Let’s take a look at the factors that can significantly influence Bitcoin’s price performance in this new month.
Oil, inflation and the Fed are now in the middle of April trading
The mixed signals from the Middle East indicate that the macroeconomic backdrop will continue to do much of the work this month.
Binance Research noted that signals from the US-Iran ceasefire could extend the recent crypto recovery, with digital assets like Ethereum likely to outperform as risk appetite improves further.
However, the company also warned that caution remains necessary as Iranian officials have described the contacts as messaging rather than formal negotiations. According to the firm, Israel’s war aims remain more difficult than Washington’s, and the Islamic Revolutionary Guards’ threats against major American companies remain a perilous tail.
This view is very important to note as the war in Iran has led to the sharpest rise in oil price forecasts, with analysts now expecting Brent to average $82.85 per barrel in 2026, up from $63.85 in February.
Notably, Brent crude and US crude have both risen about 60% since the conflict began, a move that has directly contributed to inflation concerns and interest rate revisions in global markets.
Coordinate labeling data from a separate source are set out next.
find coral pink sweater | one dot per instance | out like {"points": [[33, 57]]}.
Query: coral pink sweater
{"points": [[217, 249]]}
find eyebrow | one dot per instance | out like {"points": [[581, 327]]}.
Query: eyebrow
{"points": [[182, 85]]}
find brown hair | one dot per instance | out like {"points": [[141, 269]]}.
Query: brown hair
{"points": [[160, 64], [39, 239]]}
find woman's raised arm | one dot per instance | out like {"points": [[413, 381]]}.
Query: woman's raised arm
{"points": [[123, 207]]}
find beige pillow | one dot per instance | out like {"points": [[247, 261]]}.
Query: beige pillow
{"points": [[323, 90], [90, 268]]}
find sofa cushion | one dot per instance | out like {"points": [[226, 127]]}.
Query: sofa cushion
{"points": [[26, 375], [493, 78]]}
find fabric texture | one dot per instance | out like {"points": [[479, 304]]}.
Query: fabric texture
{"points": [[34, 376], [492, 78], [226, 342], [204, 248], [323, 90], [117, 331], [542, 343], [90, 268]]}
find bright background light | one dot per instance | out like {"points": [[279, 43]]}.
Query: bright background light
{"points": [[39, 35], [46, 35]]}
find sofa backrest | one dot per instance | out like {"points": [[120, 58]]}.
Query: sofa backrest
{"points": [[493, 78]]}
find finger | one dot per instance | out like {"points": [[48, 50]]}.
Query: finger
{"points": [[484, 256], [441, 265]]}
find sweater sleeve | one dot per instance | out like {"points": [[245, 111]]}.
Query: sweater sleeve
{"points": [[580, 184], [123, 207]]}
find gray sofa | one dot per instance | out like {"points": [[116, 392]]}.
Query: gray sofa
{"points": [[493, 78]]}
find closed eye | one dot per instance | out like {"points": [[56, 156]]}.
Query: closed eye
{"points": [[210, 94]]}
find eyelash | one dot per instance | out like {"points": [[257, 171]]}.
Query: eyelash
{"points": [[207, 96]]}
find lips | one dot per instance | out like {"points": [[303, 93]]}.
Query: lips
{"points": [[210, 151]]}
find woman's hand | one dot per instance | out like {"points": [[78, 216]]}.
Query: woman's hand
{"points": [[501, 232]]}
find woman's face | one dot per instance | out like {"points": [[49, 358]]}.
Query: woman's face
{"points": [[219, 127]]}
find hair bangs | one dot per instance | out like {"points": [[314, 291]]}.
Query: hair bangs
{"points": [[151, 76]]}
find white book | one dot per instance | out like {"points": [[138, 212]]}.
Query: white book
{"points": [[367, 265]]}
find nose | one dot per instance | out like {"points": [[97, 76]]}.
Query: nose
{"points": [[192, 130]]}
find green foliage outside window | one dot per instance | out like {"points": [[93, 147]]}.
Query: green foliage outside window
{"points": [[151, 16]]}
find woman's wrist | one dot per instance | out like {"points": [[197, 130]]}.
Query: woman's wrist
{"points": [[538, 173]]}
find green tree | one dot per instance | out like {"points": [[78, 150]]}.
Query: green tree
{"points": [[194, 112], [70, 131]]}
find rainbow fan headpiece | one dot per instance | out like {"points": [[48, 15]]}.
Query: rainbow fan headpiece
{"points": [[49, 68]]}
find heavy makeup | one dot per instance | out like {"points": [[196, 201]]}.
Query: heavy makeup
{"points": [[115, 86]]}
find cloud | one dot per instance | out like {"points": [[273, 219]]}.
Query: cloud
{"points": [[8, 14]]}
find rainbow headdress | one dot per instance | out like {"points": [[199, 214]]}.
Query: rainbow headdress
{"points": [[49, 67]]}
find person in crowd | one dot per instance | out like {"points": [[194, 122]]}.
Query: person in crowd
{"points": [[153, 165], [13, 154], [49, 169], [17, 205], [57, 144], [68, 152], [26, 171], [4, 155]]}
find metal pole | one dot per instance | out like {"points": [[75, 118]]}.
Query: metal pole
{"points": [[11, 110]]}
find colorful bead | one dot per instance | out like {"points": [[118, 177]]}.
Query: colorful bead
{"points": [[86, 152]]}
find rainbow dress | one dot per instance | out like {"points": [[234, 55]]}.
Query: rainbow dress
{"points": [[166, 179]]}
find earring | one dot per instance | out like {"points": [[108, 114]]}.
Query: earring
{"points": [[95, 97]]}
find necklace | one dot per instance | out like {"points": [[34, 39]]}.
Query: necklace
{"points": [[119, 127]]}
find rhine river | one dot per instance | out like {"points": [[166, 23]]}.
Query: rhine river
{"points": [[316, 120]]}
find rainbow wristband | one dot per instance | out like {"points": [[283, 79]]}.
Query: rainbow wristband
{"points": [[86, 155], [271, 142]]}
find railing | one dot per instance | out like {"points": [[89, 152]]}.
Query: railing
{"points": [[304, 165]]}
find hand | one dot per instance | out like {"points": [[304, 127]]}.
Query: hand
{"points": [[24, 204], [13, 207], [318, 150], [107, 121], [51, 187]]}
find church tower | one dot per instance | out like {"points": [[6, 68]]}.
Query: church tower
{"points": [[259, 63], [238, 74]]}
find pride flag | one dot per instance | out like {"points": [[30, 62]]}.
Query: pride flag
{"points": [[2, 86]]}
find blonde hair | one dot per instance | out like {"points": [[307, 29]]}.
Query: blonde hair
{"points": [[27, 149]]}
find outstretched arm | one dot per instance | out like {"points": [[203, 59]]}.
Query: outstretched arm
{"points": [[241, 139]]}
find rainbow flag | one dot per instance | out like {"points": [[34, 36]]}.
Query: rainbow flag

That dynamic makes April a tougher macro calendar than usual for Bitcoin traders. The Bureau of Labor Statistics calendar shows the March employment report on April 3, while the Federal Reserve’s April calendar includes minutes from the March 17-18 FOMC meeting on April 8, the April 15 Beige Book, and the next Fed meeting on April 28-29.
Any sign that higher energy costs feed into inflation expectations, or that the Fed becomes less willing to ease, would complicate matters for crypto’s recovery.
Bitcoin enters April with hope and downside protection
Against that backdrop, crypto traders are entering the new month with the hope that Bitcoin’s historic performance in April will provide a breathing space.
Facts from CoinGlass show that April has often been one of Bitcoin’s better months, with an average return of 33.4% and an average gain of 7.57%.


However, BIT, formerly Matrixport, has noted that these patterns have become less reliable in recent years, especially when assets enter the month with weak momentum.
According to the company, BTC’s Relative Strength Index (RSI) of nearly 47% puts the digital asset closer to last year’s starting point than the overheated conditions that preceded sharper corrections in previous cycles.
In practical terms, the firm expects volatility to rise following range-bound trading in March, as investors test whether the latest sell-off stabilizes or expands into a broader reversal.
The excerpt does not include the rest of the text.